11. The injection device according to any of the preceding claims, further comprising a clicker mechanism with a clicker arm (42) which is rotationally constrained to the housing (10, 30, 40; 40′), wherein the drive member (70) comprises teeth (71) interacting with the clicker arm (42) in the dose dispensing position of the drive member (70).

12. The injection device according to claim 11, wherein the clicker arm (42) is elastically displaceable in a radially outwards direction, with the stiffness of the clicker arm (42) varying over its length in the longitudinal direction.

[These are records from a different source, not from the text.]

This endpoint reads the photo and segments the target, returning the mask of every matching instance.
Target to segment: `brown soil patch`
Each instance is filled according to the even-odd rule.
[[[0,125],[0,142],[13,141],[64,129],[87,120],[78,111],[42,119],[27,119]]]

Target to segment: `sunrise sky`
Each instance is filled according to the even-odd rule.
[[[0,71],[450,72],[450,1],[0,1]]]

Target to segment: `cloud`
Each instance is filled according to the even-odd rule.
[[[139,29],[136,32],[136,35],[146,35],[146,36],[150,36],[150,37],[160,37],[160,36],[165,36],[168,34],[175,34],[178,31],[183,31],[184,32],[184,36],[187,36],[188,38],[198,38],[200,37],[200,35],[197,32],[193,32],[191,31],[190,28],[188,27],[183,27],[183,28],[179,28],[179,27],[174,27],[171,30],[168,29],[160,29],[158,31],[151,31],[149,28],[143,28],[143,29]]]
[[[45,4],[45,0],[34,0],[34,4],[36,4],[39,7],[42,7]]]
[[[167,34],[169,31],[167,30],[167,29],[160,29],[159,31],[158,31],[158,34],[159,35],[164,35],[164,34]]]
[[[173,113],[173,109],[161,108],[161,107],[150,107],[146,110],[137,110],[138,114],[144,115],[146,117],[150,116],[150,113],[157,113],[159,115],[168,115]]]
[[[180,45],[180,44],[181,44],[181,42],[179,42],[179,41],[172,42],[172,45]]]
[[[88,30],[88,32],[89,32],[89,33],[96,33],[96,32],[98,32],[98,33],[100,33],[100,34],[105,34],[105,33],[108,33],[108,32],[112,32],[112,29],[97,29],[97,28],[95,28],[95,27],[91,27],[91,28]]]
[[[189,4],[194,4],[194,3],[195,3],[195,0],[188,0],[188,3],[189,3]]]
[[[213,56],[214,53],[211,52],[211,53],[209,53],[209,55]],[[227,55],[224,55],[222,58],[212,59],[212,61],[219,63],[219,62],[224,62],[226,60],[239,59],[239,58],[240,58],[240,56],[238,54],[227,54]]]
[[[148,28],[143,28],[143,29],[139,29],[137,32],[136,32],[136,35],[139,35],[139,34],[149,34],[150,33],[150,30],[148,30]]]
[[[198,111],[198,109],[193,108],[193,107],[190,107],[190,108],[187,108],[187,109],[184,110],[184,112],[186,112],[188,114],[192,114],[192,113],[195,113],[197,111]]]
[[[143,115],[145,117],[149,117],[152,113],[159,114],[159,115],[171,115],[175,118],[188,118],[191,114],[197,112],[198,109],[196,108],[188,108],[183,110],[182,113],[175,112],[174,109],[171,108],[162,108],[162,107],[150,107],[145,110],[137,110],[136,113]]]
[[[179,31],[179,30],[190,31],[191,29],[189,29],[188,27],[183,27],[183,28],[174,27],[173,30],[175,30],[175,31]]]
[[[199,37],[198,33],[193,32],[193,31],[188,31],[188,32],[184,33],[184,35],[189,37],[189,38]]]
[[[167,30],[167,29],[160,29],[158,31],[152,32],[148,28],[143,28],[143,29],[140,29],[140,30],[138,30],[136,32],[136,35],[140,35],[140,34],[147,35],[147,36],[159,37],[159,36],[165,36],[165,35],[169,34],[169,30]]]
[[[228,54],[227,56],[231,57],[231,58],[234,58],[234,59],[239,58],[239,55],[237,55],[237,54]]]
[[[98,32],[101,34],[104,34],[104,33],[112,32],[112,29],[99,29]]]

13. The injection device according to any of the preceding claims, wherein at least the dose setting member (50) is provided with markings visible from the outside of the housing (10, 30, 40; 40′).

14. The injection device according to claim 13, further comprising a display wheel (130), which is provided with markings visible from the outside of the housing (10, 30, 40; 40′) and which is coupled to the dose setting member (50) by a gear wheel (140) such that rotation of the gear wheel (140) causes intermittent rotation of the display wheel (130).

15. The injection device according to any of the preceding claims comprising a cartridge (20) containing a medicament.